Il meraviglioso e inimitabile festival itinerante di Crossroads ha riservato nell’edizione 2019 (in corso sino al 7 giugno) una ricca e variegata vetrina al jazz pan-latino con talentuosi artisti del continente Sudamericano o interpreti di quelle espressioni musicali. Naturalmente le sonorità brasiliane hanno avuto un posto di grandissimo rilievo, e dopo Yamandu Costa, Paula Morelenbaum e il duo As Madalenas il clou del cartellone carioca è andato in scena tra Russi (Ravenna) e Forlì rispettivamente il 30 aprile con Hamilton de Holanda trio e il 1° maggio con la Italian Jazz Orchestra di Fabio Petretti – feat. Eduardo e Roberto Taufic+ special guests Barbara Casini e Enrico Rava. E così Crossroads ha lasciato il Brasile per proseguire il suo percorso alla scoperta di altre realtà musicali  importanti dell’America latina, ad esempio Argentina e Cuba. 

Hamilton de Holanda (foto di Gian Franco Grilli)
Hamilton de Holanda (foto di Gian Franco Grilli)

Nell’attesa riportiamo di seguito alcune sintetiche note e un po’ di scatti e di immagini filmate della magistrale e travolgente performance di Hamilton de Holanda Trio Mundo svoltasi nel candido Teatro Comunale di Russi in occasione della Giornata Internazionale del Jazz. Il quarantatreenne Hamilton musicista carioca con le sue miracolose e swinganti dieci corde del bandolim  ha proposto un vivacissimo giro del mondo mettendo in mostra i suoi amori e le sue sconfinate passioni musicali. A quanti non conoscono ancora questo artista diciamo che si tratta di uno dei più grandi virtuosi non solo di bandolim (il cordofono che regna nel mondo dello stile CHORO) e di jazz carioca, ma del panorama musicale mondiale. E la cittadina e il teatro di Russi potranno sentirsi orgogliosi di aver ospitato un musicista di tale calibro. Infatti Russi, da molti anni tappa fissa di Crossroads, nel corso delle varie edizioni della maratona jazz emiliano-romagnola ha presentato grandi artisti nazionali e internazionali, ma il concerto del 30 aprile 2019 del Trio Mundo è stato, a nostra memoria, il più applaudito e il più apprezzato da una decina di anni a questa parte.
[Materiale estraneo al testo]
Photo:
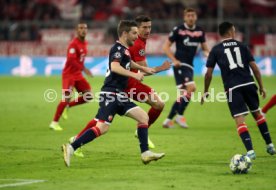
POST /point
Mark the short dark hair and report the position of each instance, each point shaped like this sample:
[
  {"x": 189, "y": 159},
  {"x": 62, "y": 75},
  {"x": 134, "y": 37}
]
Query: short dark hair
[
  {"x": 125, "y": 26},
  {"x": 189, "y": 10},
  {"x": 225, "y": 27},
  {"x": 142, "y": 18}
]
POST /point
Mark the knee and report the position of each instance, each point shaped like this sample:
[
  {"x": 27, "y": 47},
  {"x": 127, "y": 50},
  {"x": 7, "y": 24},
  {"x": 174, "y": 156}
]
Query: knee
[
  {"x": 159, "y": 105},
  {"x": 144, "y": 119},
  {"x": 103, "y": 128},
  {"x": 88, "y": 96}
]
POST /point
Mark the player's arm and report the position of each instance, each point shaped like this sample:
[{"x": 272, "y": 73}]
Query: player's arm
[
  {"x": 87, "y": 72},
  {"x": 257, "y": 74},
  {"x": 146, "y": 70},
  {"x": 167, "y": 49},
  {"x": 72, "y": 57},
  {"x": 117, "y": 68},
  {"x": 205, "y": 49}
]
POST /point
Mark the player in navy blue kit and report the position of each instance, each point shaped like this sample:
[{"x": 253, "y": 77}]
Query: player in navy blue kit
[
  {"x": 114, "y": 101},
  {"x": 235, "y": 60},
  {"x": 187, "y": 37}
]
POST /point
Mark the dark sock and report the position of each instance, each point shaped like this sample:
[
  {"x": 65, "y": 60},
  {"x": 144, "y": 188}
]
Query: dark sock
[
  {"x": 184, "y": 101},
  {"x": 89, "y": 135},
  {"x": 245, "y": 136},
  {"x": 261, "y": 122},
  {"x": 142, "y": 132},
  {"x": 174, "y": 109}
]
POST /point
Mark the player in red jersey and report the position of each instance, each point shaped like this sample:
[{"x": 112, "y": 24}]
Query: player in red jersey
[
  {"x": 72, "y": 76},
  {"x": 136, "y": 89},
  {"x": 269, "y": 104}
]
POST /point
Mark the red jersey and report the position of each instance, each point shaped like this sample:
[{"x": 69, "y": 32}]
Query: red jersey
[
  {"x": 138, "y": 51},
  {"x": 76, "y": 52}
]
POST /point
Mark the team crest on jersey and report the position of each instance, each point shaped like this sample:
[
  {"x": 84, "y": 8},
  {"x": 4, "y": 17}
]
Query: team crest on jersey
[
  {"x": 110, "y": 117},
  {"x": 142, "y": 52},
  {"x": 127, "y": 52},
  {"x": 72, "y": 50},
  {"x": 117, "y": 55}
]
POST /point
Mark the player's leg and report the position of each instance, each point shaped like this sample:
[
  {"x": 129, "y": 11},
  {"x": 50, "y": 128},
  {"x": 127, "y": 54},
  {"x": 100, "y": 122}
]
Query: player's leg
[
  {"x": 141, "y": 117},
  {"x": 67, "y": 90},
  {"x": 269, "y": 104},
  {"x": 89, "y": 135},
  {"x": 84, "y": 88},
  {"x": 185, "y": 96},
  {"x": 179, "y": 79},
  {"x": 252, "y": 101},
  {"x": 144, "y": 93},
  {"x": 238, "y": 111}
]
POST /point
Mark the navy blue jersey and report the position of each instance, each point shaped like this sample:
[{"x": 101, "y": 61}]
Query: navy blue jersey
[
  {"x": 233, "y": 59},
  {"x": 187, "y": 41},
  {"x": 113, "y": 81}
]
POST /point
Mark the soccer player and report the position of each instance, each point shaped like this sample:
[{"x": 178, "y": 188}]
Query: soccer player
[
  {"x": 269, "y": 104},
  {"x": 187, "y": 38},
  {"x": 235, "y": 60},
  {"x": 113, "y": 99},
  {"x": 72, "y": 76},
  {"x": 136, "y": 89}
]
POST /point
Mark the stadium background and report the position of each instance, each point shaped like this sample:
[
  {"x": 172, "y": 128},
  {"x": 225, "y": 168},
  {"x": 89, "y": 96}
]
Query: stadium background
[{"x": 34, "y": 35}]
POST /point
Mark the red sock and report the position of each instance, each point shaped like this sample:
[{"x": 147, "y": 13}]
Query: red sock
[
  {"x": 271, "y": 103},
  {"x": 92, "y": 123},
  {"x": 153, "y": 115},
  {"x": 61, "y": 106},
  {"x": 78, "y": 101}
]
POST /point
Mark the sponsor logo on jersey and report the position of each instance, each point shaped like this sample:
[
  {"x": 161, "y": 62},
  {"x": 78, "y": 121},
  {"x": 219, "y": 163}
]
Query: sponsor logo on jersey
[
  {"x": 142, "y": 52},
  {"x": 190, "y": 33},
  {"x": 110, "y": 117},
  {"x": 127, "y": 53},
  {"x": 117, "y": 55},
  {"x": 72, "y": 50},
  {"x": 187, "y": 42}
]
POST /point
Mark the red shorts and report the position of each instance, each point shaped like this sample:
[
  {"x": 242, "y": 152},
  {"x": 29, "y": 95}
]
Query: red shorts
[
  {"x": 81, "y": 84},
  {"x": 137, "y": 90}
]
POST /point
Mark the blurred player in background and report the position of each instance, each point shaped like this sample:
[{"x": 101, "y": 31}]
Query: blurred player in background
[
  {"x": 72, "y": 76},
  {"x": 113, "y": 99},
  {"x": 136, "y": 89},
  {"x": 235, "y": 60},
  {"x": 187, "y": 38},
  {"x": 269, "y": 104}
]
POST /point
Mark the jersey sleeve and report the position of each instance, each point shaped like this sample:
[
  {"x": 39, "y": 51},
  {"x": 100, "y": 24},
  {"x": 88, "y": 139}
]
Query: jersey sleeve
[
  {"x": 72, "y": 57},
  {"x": 173, "y": 35},
  {"x": 203, "y": 39},
  {"x": 116, "y": 56},
  {"x": 249, "y": 54},
  {"x": 137, "y": 53},
  {"x": 211, "y": 60}
]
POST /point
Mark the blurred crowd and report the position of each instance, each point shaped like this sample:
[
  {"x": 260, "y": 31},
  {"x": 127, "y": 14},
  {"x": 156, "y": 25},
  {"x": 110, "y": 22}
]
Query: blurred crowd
[{"x": 21, "y": 20}]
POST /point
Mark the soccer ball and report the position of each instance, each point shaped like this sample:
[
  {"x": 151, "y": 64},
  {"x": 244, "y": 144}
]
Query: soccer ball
[{"x": 240, "y": 164}]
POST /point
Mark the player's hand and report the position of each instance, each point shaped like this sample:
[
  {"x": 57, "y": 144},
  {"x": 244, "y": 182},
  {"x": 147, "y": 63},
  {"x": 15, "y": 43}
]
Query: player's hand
[
  {"x": 176, "y": 63},
  {"x": 139, "y": 76},
  {"x": 166, "y": 65},
  {"x": 87, "y": 72},
  {"x": 263, "y": 92},
  {"x": 205, "y": 95},
  {"x": 148, "y": 70}
]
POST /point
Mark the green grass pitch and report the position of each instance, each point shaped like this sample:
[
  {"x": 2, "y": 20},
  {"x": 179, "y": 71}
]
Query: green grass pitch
[{"x": 196, "y": 158}]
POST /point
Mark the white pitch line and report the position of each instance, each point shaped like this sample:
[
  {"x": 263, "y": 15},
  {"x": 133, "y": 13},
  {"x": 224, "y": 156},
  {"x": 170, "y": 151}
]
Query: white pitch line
[{"x": 20, "y": 182}]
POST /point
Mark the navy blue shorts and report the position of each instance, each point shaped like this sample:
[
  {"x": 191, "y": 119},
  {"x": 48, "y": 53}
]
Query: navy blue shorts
[
  {"x": 112, "y": 104},
  {"x": 243, "y": 98},
  {"x": 183, "y": 75}
]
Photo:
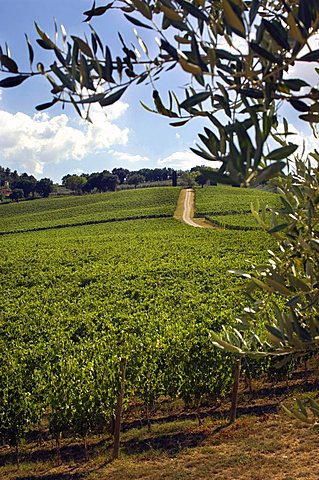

E’ stata una festa non soltanto di jazz ma di tutta la musica, moderna e tradizionale, classica e popolare; un brillante ed efficace trait d’union tra ieri e oggi se pensiamo che sulle corde di Hamilton sono transitate in novanta minuti stili e motivi i più disparati tra cui choro, samba, bossa nova, jazz, flamenco, tango, musica leggera e canzone napoletana, classica e folklore svedese. Nel repertorio abbiamo potuto riconoscere sue composizioni  come Suite som da imagem, Capricho do Carmo, Capricho de Espanha, A escola e a bola, poi Segura ele de Pixinguinha , Adiós Nonino di Piazzolla, Zyryab di Paco de Lucia, il medley italiano con Reginella, Guarda che luna, il Morricone di Nuovo Cinema Paradiso, Chega de Saudade di Tom Jobim, Canto de Ossanha di Baden Powell – Vinicius de Moraes, Antonia di Pat Metheny.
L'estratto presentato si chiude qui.